Aujourd'hui le Gouvernement doit 690 millions d'euros aux habitants de la Seine-Saint-Denis et on ne peut que regretter et condamner la seule solution de Monsieur Claude Bartolone, Président et de Mme Corinne Valls, sa vice-présidente.
►D’augmenter les tarifs de la carte améthyste à 40 euros au lieu de 15 euros,
►de supprimer la participation pour les jeunes de la carte Imagin'R,
►de supprimer l'aide financière pour l'achat d'un ordinateur,
►de baisser ou de supprimer les subventions aux associations, sportives, culturelles, de jeunesse,
►Par contre on n'hésite pas à créer le PPP (Partenariat Public Privé) pour la construction et la gestion de nouveaux collèges. Ce n'est ni plus ni moins en réalité un PPP une Privatisation du Patrimoine Public.
Quand d'autres choix auraient été possibles.
Il faut arrêter de faire payer la facture aux séquano dyonisiens et aux Romainvillois,
Nos candidatures sont celles du rassemblement le plus large à gauche.
Du Front de Gauche dont le Parti de Gauche, le Parti communiste sont membres, du NPA, et avec le soutien de la Gauche Unitaire et de la FASE.
Nos candidatures sont celles d'une Gauche de riposte, d'une Gauche de Proposition, d'une Gauche de résistance et d'action et enfin d'une Gauche anti libérale pour proposer une alternative à la politique désastreuse menée aujourd'hui par la droite et par la majorité MCC/PS/verts dans notre ville.
Nos candidatures sont au service de tous les Romainvillois qui veulent créer le changement, qui en ont assez des promesses non tenues.
Nous souhaitons porter avec tous les Romainvillois un vrai projet utile à notre ville à notre département, résolument à gauche pour changer vraiment le département.
Particulièrement dans le domaine de la démocratie, en redonnant à chacun et à chacune la parole, dans le domaine de l'Education, en créant des vrais liens avec la communauté scolaire pour l'avenir de nos écoles laïques et de nos enfants,
Dans le domaine du logement, en exigeant les moyens pour la relance de la construction du logement social et notamment pour les jeunes.
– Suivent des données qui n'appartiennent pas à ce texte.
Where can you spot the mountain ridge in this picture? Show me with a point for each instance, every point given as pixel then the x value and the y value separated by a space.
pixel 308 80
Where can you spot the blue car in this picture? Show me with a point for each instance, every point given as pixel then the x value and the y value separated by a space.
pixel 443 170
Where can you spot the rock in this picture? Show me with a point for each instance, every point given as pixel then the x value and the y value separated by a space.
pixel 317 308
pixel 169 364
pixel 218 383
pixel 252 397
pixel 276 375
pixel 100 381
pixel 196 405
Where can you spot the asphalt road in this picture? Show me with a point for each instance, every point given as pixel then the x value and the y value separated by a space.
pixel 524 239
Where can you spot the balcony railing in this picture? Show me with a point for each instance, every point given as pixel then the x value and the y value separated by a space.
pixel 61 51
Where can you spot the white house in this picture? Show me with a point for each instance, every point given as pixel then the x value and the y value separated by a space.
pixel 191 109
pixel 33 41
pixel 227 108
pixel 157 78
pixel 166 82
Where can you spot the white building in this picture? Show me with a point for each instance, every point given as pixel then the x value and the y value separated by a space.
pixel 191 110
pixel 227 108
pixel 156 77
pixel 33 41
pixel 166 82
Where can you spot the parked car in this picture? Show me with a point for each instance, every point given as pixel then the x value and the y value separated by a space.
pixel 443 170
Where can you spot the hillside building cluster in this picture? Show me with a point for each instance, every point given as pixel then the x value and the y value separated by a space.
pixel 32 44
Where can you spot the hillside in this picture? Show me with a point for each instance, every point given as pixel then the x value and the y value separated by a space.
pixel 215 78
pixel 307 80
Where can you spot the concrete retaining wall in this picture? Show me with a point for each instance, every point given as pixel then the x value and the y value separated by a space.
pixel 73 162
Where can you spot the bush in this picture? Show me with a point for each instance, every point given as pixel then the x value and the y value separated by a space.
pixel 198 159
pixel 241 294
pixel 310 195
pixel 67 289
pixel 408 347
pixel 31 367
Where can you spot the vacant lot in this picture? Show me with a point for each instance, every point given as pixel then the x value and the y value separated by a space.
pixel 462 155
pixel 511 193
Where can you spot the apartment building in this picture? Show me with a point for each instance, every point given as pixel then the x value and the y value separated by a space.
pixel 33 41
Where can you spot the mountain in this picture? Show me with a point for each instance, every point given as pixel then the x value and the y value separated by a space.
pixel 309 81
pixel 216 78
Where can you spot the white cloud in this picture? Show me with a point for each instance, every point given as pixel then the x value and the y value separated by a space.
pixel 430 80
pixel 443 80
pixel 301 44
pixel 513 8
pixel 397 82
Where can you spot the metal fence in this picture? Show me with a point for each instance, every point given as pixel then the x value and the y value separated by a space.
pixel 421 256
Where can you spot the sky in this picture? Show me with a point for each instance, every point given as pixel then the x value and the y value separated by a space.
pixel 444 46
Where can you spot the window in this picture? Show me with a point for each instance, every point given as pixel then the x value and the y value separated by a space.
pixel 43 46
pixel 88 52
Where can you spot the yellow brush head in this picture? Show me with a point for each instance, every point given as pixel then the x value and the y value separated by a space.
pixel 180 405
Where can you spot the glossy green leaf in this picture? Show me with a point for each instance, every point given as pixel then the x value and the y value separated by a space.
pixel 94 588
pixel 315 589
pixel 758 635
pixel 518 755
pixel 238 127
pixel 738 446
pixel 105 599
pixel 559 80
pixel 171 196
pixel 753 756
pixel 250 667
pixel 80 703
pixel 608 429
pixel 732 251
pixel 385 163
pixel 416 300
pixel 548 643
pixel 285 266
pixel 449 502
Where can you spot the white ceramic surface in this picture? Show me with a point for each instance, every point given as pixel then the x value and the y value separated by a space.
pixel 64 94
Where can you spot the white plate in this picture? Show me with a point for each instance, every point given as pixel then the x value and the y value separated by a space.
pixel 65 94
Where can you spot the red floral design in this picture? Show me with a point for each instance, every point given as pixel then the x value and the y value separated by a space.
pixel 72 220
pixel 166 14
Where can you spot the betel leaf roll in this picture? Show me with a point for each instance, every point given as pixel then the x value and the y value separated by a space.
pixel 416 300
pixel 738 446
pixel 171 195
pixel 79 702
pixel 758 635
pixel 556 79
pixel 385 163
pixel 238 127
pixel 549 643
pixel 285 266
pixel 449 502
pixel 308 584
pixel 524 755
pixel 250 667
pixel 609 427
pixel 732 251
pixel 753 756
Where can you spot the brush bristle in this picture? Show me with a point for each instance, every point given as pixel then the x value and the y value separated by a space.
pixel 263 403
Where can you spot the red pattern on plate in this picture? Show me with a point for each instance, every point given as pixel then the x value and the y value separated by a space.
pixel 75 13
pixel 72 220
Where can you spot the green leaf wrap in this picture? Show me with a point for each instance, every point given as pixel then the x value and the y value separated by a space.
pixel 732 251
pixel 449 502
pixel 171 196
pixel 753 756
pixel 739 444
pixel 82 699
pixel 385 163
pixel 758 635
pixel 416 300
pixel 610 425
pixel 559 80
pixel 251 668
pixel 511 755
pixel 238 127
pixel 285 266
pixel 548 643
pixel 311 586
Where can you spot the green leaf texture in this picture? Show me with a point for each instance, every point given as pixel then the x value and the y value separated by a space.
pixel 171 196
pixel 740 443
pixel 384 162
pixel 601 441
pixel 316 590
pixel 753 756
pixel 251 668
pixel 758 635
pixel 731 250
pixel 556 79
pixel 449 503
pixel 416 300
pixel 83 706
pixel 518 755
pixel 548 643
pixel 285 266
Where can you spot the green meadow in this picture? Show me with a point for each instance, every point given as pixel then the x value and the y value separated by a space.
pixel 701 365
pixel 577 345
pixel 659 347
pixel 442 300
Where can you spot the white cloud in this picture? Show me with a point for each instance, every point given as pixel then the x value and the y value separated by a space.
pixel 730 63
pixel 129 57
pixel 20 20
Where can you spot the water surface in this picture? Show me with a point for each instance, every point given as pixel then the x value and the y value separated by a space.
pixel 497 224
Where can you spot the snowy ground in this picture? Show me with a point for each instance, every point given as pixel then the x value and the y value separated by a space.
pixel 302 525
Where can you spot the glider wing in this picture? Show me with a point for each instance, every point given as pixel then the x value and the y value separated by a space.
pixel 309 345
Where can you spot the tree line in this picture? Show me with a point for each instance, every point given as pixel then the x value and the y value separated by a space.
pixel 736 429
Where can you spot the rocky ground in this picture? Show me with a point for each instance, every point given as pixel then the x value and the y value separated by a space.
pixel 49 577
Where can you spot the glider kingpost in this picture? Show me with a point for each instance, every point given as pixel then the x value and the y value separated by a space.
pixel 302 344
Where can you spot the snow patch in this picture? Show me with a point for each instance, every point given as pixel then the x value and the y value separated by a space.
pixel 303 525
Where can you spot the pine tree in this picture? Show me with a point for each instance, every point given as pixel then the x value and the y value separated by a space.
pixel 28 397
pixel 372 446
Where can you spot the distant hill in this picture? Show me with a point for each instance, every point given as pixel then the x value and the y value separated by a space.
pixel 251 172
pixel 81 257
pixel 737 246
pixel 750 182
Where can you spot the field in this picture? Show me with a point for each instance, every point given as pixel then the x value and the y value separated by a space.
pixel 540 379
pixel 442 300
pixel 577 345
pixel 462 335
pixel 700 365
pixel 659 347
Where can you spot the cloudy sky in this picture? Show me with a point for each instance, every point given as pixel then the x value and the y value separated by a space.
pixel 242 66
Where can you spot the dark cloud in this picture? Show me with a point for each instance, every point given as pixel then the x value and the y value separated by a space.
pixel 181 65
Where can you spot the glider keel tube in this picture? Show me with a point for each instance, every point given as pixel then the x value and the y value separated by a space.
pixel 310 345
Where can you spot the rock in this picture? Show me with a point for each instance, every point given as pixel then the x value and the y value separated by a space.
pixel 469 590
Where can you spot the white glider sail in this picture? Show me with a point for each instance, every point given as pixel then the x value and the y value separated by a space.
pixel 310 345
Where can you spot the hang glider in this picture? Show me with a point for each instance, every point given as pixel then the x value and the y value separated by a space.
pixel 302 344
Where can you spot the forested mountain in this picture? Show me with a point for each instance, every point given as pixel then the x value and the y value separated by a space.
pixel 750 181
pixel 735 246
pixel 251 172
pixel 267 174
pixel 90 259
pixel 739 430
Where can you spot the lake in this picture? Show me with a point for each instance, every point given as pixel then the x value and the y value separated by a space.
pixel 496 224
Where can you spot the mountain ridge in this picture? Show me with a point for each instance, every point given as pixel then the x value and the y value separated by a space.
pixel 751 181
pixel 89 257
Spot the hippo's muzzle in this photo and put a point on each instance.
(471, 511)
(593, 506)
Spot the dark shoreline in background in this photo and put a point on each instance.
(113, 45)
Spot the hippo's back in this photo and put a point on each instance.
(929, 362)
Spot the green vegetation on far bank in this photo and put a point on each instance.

Dans le domaine de l'environnement, de l'emploi, des services publics, de la santé, des transports, etc,,,
Je me suis déjà adressé à toute la jeunesse de notre ville pour l’informer des enjeux de cette élection. Maintenant nous allons aller à la rencontre de tous les romainvillois dans 4 réunions de quartier pour terminer par un grand rassemblement le 18 mars prochain au Palais des fêtes.
Ce que je sais c’est qu’une campagne se mène jusqu’au bout, que notre résultat en surprendra plus d’un.
Et vous le savez une campagne à un coût et je vous invite dès ce soir à nous soutenir en rejoignant le Comité de soutien et en adressant vos dons à notre ami et mandataire Michèle Pétroff.
Oui demain, notre ville peut disposer d’une conseillère générale résolument à gauche.
J’ai confiance, nous avons confiance dans les Romainvillois. Je suis optimiste.
Engageons nous, mobilisons nous dans les jours et les semaines qui viennent.
Que le 20 mars marque un nouvel espoir à gauche, pour une ville plus solidaire et plus humaine.
Encore une fois, mesdames et messieurs, chers amis, je vous souhaite une excellente année 2011, pleines de projets pour vous et pour vos proches".